Articles of 2006
Brewster + McGirt = Trouble
He sounds like a guy who was just handed the keys to a new Porsche.
That’s because Buddy McGirt is in his corner now, and the old rah-rah days have come and gone, fondly remembered but put away for good.
Or at least until tomorrow.
WBO heavyweight champ Lamon Brewster says he needed a motivator working his corner during his growing years. He needed a guy who would bend down and whisper into his ear in his corner, telling him how good he was and how great he was going to be.
But now that Brewster has arrived – has won a belt and defended it – he doesn’t need anyone on the sidelines clapping their hands and patting him on the back. He says he needs a coach: a Lombardi, a Parcells, a Cowher. Someone telling him what to do.
A Buddy McGirt.
That’s why Jesse Reid won’t be working Brewster’s corner Saturday night when he defends his title against Sergei “The White Wolf” Liakhovich (22-1, 14 KOs) at the Wolstein Center at Cleveland State University (Showtime).
It will be McGirt.
“I think (Buddy) is the best trainer alive,” Brewster said on a recent conference call. “Going into this fight, I have the utmost confidence because for the first time in a very long time, I have confidence in my corner.”
Brewster (33-2, 29 KOs) said he didn’t have a problem with Reid.
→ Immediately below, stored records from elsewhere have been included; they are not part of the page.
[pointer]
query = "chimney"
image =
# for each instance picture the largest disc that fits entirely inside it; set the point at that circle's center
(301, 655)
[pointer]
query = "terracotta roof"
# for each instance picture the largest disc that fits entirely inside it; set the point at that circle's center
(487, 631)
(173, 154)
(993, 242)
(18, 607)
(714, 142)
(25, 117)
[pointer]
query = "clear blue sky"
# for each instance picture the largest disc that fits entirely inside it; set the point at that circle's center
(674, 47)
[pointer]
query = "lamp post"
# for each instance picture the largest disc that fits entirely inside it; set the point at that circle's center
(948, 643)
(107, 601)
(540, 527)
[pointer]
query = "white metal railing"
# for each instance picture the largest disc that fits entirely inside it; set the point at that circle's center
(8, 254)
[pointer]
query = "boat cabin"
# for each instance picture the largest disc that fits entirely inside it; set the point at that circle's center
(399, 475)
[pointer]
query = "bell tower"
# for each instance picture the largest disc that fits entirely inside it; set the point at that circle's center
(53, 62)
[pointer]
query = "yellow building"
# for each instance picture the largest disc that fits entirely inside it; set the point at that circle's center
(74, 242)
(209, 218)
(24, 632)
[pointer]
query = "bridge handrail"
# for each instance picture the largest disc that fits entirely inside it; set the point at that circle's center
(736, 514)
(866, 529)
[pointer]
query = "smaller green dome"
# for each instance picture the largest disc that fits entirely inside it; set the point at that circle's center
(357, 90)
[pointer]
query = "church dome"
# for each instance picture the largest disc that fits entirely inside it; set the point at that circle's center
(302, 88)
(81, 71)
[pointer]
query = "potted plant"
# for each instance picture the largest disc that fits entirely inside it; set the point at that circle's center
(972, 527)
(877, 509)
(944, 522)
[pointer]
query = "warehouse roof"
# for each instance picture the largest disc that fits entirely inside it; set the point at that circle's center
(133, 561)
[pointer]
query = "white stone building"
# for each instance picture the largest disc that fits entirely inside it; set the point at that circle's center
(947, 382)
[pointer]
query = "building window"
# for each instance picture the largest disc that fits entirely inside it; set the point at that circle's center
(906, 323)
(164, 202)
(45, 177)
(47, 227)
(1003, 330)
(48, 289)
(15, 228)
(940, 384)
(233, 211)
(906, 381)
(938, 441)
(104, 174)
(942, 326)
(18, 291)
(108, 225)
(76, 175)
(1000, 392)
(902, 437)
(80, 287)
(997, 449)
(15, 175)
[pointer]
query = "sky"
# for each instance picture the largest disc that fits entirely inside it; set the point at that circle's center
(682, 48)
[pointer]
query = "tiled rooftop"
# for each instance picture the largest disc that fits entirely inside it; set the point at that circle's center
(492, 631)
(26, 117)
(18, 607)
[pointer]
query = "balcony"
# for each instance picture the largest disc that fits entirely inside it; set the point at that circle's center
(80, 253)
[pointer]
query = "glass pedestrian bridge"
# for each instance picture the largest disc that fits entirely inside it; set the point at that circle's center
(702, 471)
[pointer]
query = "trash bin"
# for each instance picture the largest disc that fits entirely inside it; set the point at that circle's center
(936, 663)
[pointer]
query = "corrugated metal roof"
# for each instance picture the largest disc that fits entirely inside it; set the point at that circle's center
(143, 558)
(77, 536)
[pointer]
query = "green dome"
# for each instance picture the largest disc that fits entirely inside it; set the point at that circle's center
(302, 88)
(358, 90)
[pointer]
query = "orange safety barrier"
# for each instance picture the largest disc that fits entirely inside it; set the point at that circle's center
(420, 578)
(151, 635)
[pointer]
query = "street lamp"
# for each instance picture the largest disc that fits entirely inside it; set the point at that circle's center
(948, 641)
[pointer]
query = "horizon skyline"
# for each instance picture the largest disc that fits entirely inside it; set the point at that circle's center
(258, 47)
He called him a great motivator.
“And I thought that was what I needed at the time,” he said. “But I needed more than just a great motivator. I needed a great technician.”
The “great technician” says he’s found uncharted territory in his new protégé.
“Lamon doesn’t know how good he really is,” McGirt said on the same call. “Once he finds out how good he really is, the heavyweight division is in trouble.”
Unfortunately, the heavyweight division is already in trouble. Has been for years. But that’s not the kind of trouble McGirt is talking about. It’s in trouble because none of the four champions has stepped up and grabbed the division by the neck and shook it like a wolf shaking a rat.
But that’s what Brewster is trying to do. He says the division doesn’t need a great fight to help it back to its feet. It needs a great fighter. And with McGirt‘s help, Brewster thinks he’s the guy.
And that’s the trouble McGirt is talking about.
“I’m the only one in the division knocking people out,” said Brewster, who has eight knockouts in his last nine fights. “Do you want to see two people throwing a thousand punches at each other, breathing hard and holding onto each other? Or do you want to see a monster?”
Most of us would rather watch Godzilla destroy a village than sit through a heated episode of Dancing with the Stars.
Is Brewster the best heavyweight out there? Maybe. Probably.
One thing is for sure, there’s no one else you can point to and easily say he’s better than Brewster.
“Whoever you think can beat me, just put them in front of me and ring the bell,” he said. “That’s the best answer I can give.”
Respect has been a long time coming for Brewster. Holding the WBO belt hasn’t helped. And he’s right when he claims that every fighter he faces is considered a good fighter until he beats them.
“Then they’re just bums,” he said. “(Wladimir) Klitschko was the next coming of some superior fighter until I beat him, then he‘s a bum. Same with (Andrew) Golota.”
As for Liakhovich, Brewer isn’t treating him like a bum. He says he’s a good fighter and fighters have a tendency to get up for a world title fight. But he doesn’t think Liakhovich has been hit with the kind of punch Brewster packs.
“He’s never felt the power that he’ll feel against me,” he said. “And that makes a big difference. Sometime you can get hit so hard that you start thinking about living as opposed to trying to prove that you’re tough. It’s not worth dying for.”
McGirt is making sure Brewster doesn’t look past Liahhovich.
“When a guy has every thing to gain and nothing to lose, those are they guys you’ve got to look out for,” McGirt said.
A little motivation from the “great technician.”